Remarquez que ce n’est pas Dieu qui accable Job : il permet seulement au Satan de le faire souffrir pour éprouver sa vertu, avec l’arrière-pensée évidente que Job, devenu son chevalier, triomphera d’un combat dont il sera l’arbitre malgré lui – le combat cosmique et universel du Mal contre le Bien.
Première conclusion : dans la Bible comme dans toutes les mythologies anciennes, Le Mal (le Satan) est une créature de Dieu qui l’utilise pour tester les humains. Comment Job va-t-il réagir ?
Pourquoi ?
D’abord par une plainte, longue, douloureuse, bouleversante, où revient sans cesse le mot pourquoi ? « Pourquoi ne suis-je pas mort au lieu de naître ? » « Pourquoi donner à un malheureux la lumière, puis une vie remplie d’amertume ? » « Pourquoi, Dieu, m’as-tu pris pour cible ? Est-ce un bien pour toi que de me faire souffrir ? » Job sait qu’il n’a jamais offensé Dieu, sa punition est injuste, il se révolte : « c’est une révolte que ma plainte, la main de Dieu reste pesante malgré mes gémissements. »
Dieu serait-il injuste ?
En face de Job, trois théologiens qui vont l’accabler au nom du dogme. Non disent-ils, Dieu ne peut pas être injuste : « Quand tu étais riche et respecté, tu faisais la leçon aux autres. Maintenant que Dieu t’a frappé, reconnais que c’est par ta faute. Crois-en notre expérience, s’il te châtie, c’est que tu as péché. » Mais Job sait qu’il n’a rien fait de mal, rien qui justifie ses souffrances : il se débat contre les théologiens. « Vraiment, vous êtes la Pensée Unique (2), avec vous mourra la sagesse ! Moi aussi j’ai de l’intelligence, tout comme vous ! Vous n’êtes que des charlatans, j’en sais, moi, autant que vous. Je ne vous cèderai pas mais j’ai à parler à Yahvé, je veux faire à Dieu des remontrances. »

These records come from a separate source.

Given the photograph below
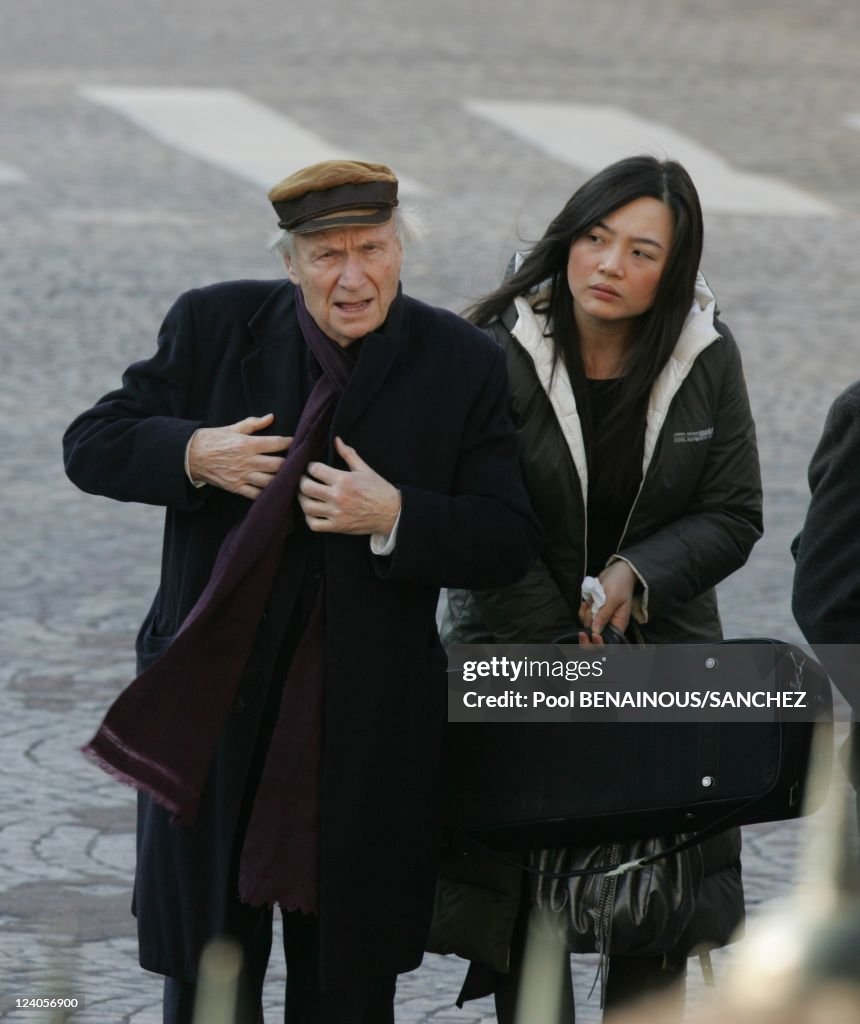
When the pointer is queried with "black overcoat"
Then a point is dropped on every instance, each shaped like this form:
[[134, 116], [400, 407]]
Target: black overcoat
[[426, 409]]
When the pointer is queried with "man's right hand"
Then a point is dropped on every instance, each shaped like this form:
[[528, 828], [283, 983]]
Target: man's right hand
[[231, 458]]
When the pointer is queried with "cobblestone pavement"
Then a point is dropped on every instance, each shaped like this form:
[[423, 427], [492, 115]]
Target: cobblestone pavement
[[104, 225]]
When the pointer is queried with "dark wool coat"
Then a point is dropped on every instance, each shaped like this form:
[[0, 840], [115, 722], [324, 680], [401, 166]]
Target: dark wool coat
[[825, 598], [426, 409]]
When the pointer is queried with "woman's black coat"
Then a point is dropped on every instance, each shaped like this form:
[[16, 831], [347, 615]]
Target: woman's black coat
[[426, 409]]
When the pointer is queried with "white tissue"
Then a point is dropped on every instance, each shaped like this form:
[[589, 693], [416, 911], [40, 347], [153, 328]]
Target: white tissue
[[593, 589]]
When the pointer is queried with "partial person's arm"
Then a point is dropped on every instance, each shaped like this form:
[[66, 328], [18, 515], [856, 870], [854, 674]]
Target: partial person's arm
[[825, 599], [723, 520], [133, 443]]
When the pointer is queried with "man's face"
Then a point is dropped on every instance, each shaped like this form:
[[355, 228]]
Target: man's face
[[348, 278]]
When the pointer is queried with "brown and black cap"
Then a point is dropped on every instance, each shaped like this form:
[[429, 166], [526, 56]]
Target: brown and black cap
[[335, 194]]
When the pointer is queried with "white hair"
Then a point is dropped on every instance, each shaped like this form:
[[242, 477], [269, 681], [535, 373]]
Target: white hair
[[409, 226]]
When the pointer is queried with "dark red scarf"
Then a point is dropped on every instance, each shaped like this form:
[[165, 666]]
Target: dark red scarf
[[161, 733]]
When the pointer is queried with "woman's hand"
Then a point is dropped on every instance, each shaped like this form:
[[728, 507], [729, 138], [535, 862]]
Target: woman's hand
[[618, 582]]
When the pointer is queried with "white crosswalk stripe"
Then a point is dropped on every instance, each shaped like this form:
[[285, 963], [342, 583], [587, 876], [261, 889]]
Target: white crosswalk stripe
[[592, 136], [226, 129]]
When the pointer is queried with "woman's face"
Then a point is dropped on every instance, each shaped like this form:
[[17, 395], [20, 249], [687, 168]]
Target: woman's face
[[614, 268]]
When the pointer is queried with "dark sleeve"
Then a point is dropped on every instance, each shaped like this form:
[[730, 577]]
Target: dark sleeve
[[825, 599], [483, 534], [131, 444], [723, 521]]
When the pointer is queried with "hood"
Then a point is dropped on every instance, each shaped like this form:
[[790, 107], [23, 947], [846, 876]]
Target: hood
[[698, 332]]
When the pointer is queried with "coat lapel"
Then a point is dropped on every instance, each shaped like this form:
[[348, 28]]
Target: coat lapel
[[379, 352], [272, 372]]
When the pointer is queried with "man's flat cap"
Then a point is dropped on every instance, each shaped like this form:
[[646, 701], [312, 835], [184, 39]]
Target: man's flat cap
[[335, 194]]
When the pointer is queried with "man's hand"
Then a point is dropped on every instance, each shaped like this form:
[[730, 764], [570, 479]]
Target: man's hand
[[231, 458], [618, 582], [353, 501]]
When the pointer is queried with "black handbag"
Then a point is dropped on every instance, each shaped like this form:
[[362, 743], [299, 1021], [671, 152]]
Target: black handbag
[[521, 785], [641, 911]]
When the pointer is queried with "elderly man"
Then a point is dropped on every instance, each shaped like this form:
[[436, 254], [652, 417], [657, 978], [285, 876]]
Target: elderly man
[[331, 453]]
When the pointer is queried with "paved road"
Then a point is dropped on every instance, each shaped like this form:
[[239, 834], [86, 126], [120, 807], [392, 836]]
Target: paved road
[[105, 222]]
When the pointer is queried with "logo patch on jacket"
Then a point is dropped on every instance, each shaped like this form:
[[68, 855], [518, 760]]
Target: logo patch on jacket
[[690, 436]]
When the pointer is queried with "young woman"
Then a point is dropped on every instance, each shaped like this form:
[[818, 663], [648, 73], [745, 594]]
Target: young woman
[[639, 454]]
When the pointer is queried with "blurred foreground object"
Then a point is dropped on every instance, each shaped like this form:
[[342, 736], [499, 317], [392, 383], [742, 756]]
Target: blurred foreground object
[[800, 963], [217, 1000]]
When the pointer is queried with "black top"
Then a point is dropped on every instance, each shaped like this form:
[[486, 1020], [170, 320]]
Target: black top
[[607, 511]]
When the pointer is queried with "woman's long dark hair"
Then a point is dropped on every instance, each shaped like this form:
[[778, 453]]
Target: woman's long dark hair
[[657, 330]]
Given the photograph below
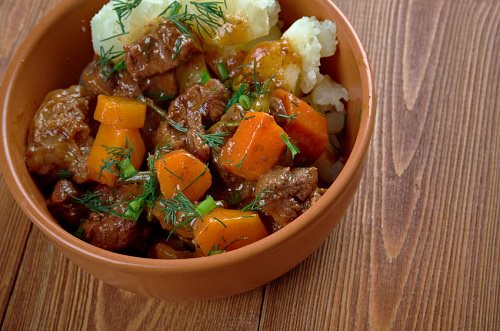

Alors, il rappelle à Dieu que s’il est comme il est, il n’y est pour rien. « Je vivais tranquille quand tu m’as saisi par la nuque pour me briser, tu transperces mes reins sans pitié, tu ouvres en moi plaie sur plaie. » Le monde est violent, les humains souffrent ? C’est toi, Dieu, qui l’as fait ainsi.
Évidemment, les théologiens rejettent la défense de Job et l’accusent de mettre en doute la justice divine : « Ton sort est celui que Dieu réserve au méchant, l’héritage qu’il assigne au maudit. »
L’inconnaissable
Mais Job sait qu’il n’est pas un méchant, il refuse de se croire maudit par Dieu. D’abord, il fait taire les théologiens : « Comme vous savez bien soutenir celui qui souffre ! Qui donc vous apprendra le silence, la seule sagesse qui convienne » devant la souffrance de l’innocent ? Puis, quand Dieu lui-même prend la parole pour lui rappeler que la création, dans sa splendeur et dans ses misères, c’est Lui qui l’a faite telle qu’elle est, et qu’il ajoute : « Seras-tu mon adversaire ? Est-ce toi qui me juges ? », Job lui répond : « Je ne te connaissais que par ouï-dire, j’étais celui qui voilais tes plans. J’ai parlé à la légère, que te dire ? Je mettrai plutôt ma main sur ma bouche ».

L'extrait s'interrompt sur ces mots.